Ганька, уткнувшись головой, на корточках сидела возле печки, к ней подошел и заслонил ее Трофим Иваныч. «Не я — не я — не я!» — хотела сказать Софья — так уже было однажды. Она вспомнила эту ночь и сейчас же поняла, что ей нужно сделать, в голове стало совсем бело, ясно. Она вскочила, встала в кровати на колени и закричала Трофиму Иванычу: «Это — я, я! Она топила печку — я ударила ее топором…» «Она без памяти… она сама не знает…» — начал Трофим Иваныч. «Молчи!» — крикнула Софья, он замолчал, из нее хлестали огромные волны и затопляли его, всех, все мгновенно затихло, были одни глаза. «Я — убила, — тяжело, прочно сказала Софья. — Я ударила ее топором. Она жила у нас, она жила с ним, я убила ее, я хотела, чтобы у меня…» «Она без ф-фамяти… без ф-фамяти», — губы у Трофима Иваныча тряслись, он не мог выговорить.

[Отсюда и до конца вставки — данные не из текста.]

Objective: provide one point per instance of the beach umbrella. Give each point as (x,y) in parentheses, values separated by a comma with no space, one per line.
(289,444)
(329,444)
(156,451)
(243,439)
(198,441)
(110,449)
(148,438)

Софье стало страшно, что ей не поверят, она собрала все, что в ней еще оставалось, изо всех сил вспомнила и сказала: «Нет, я знаю. Я потом бросила топор под печку, он сейчас лежит там…»
Все кругом было белое, было очень тихо, как зимой. Трофим Иваныч молчал. Софья поняла, что ей поверили. Она медленно, как птица, опустилась на кровать. Теперь было все хорошо, блаженно, она была закончена, она вылилась вся.
Первым опомнился Трофим Иваныч. Он кинулся к Софье, вцепился в спинку кровати, чтобы удержать, не отпустить. «Померла!» — закричал он. Женщины соскакивали с постели, подбегали, вытягивали головы. «Уходите, уходите! Ложитесь!» — махала на них сиделка, но они не уходили. Докторша подняла Софьину руку, подержала ее, потом сказала весело: «Спит».
Вечером белое стало чуть зеленоватым, как спокойная вода, и такое же за окнами было небо. Возле Софьиной постели опять стояла грудастая докторша, рядом с ней Трофим Иваныч и еще какой-то молодой, бритый, со шрамом на щеке — от шрама казалось, что ему все время больно, а он все-таки улыбается.
Докторша вынула трубочку, послушала сердце. Софьино сердце билось ровно, спокойно, и так же она дышала. «Так-так-так… — докторша на секунду задумалась, — а ведь выживет, ей-богу, выживет!» Она сняла пенсне, глаза у нее стали как у детей, когда они смотрят на огонь.
«Ну, что же — начнем!» — сказал бритый молодой человек и вынул бумагу, ему было больно, но он улыбался шрамом. «Нет, уж пусть спит, нельзя, — сказала докторша. — Придется вам, товарищ дорогой, завтра приехать». — «Хорошо. Мне все равно». — «А уж ей и подавно все равно, теперь уж что хотите с ней делайте!» Пенсне у докторши блестело; молодой человек, улыбаясь сквозь боль, вышел.
Докторша все еще стояла и смотрела на женщину. Она спала, дышала ровно, тихо, блаженно, губы у нее были широко раскрыты.